By PD 1994, Section 286, the law applying at that time of the tax evasion and by the uncontested facts of the case alone, rule of law demands that BBM is “perpetually disqualified from holding any public office, voting or participating in any election.” Legal snares will be hoisted by legal eagles to confuse and suggest otherwise. But BBM’s eligibility can be legalized only by a subversion of the rule-of-law. Other considerations such as the certificates of candidacy misrepresentation, moral turpitude, or non-payment of fines may be made to additionally bear but their necessity is secondary.
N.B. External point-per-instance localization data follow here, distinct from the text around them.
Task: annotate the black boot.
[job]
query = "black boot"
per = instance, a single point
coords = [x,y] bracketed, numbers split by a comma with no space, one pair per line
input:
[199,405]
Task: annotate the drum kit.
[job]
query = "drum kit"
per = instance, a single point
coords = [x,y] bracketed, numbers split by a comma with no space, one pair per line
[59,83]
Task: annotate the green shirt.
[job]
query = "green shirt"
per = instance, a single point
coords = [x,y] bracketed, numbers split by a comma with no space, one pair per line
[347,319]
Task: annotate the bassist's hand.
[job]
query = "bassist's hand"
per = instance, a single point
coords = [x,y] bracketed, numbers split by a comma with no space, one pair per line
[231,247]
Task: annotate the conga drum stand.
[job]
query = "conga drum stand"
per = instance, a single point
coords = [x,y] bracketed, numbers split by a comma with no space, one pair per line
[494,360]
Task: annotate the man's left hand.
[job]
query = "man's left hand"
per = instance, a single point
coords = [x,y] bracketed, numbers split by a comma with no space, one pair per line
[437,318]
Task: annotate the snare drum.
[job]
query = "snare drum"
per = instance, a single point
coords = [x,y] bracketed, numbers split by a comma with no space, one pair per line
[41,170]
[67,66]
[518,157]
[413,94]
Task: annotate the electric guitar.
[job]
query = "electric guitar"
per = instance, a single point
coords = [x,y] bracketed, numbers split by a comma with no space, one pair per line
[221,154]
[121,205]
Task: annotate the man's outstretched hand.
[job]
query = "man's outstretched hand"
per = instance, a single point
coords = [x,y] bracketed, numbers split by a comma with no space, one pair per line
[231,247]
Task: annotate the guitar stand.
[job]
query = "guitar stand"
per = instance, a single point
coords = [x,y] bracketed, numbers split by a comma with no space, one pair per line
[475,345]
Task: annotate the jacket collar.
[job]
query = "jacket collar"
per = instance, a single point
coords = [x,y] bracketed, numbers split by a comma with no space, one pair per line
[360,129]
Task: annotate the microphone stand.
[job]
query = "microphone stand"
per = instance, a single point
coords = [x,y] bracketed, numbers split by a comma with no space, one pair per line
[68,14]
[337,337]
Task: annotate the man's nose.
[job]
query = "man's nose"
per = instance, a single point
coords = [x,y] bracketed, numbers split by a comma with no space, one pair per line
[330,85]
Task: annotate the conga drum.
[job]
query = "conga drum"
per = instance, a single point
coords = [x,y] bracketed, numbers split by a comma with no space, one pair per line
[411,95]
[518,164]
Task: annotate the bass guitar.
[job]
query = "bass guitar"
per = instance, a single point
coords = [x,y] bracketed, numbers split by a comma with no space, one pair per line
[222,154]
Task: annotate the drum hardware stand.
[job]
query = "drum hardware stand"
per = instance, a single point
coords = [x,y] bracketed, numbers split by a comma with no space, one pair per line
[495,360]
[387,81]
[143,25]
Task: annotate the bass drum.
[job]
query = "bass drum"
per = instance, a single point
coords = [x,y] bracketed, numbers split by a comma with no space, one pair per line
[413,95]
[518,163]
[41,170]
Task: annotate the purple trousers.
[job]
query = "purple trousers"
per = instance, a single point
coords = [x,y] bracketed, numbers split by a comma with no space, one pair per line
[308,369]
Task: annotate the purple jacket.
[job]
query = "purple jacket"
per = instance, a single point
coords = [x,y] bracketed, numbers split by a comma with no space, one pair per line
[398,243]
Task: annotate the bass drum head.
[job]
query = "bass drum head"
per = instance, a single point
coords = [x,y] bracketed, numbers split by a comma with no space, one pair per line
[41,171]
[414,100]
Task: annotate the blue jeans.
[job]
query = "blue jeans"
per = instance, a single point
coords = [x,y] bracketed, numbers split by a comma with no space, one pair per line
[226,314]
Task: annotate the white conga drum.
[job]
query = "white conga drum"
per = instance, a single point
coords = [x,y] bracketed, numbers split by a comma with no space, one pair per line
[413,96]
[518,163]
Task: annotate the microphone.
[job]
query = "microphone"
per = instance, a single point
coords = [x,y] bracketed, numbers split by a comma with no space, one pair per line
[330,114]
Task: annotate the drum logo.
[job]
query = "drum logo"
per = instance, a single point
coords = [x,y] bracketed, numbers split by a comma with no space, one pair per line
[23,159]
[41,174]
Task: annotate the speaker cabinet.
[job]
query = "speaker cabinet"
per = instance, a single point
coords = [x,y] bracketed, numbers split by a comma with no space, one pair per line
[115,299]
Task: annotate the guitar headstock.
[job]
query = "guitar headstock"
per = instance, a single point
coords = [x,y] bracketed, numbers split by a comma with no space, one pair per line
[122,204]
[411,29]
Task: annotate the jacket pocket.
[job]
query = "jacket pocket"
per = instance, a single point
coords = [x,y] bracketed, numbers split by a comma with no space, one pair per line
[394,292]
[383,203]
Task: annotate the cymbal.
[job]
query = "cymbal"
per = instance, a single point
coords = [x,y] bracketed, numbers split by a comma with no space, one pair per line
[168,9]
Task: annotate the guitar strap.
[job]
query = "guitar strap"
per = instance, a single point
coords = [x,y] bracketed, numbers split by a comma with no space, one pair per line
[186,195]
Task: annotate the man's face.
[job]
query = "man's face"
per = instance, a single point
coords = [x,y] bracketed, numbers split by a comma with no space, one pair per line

Due process is one of the cornerstones of the rule-of-law, but it is its diseased variant, the “dupe process” as it were, that in the Philippines repeatedly delivers the rule of men in the guise of the rule-of-law. Is it even conceivable that Commission on Elections and/or the Supreme Court will in this case uphold the rule-of-law? That will be a massive surprise and a welcome one as rare as such a courageous upholding of the rule-of-law which will signal a national rebirth. It will reverse somewhat what the newly departed National Artist and Ramon Magsaysay Awardee, F. Sionil Jose, identifies as one of the maladies that keep us shackled as a nation: “This is what ails us all — we do not ostracize them, we do not punish them — no we anoint these vermin instead.”

If they don’t, we continue our commerce with vermin and once more the prosperity of the Filipino is the casualty. The stakes cannot be higher.


Raul V. Fabella is an honorary professor of the Asian Institute of Management (AIM), a member of the National Academy of Science and Technology (NAST) and a retired professor of the University of the Philippines. He gets his dopamine fix from hitting tennis balls with wife Teena and bicycling.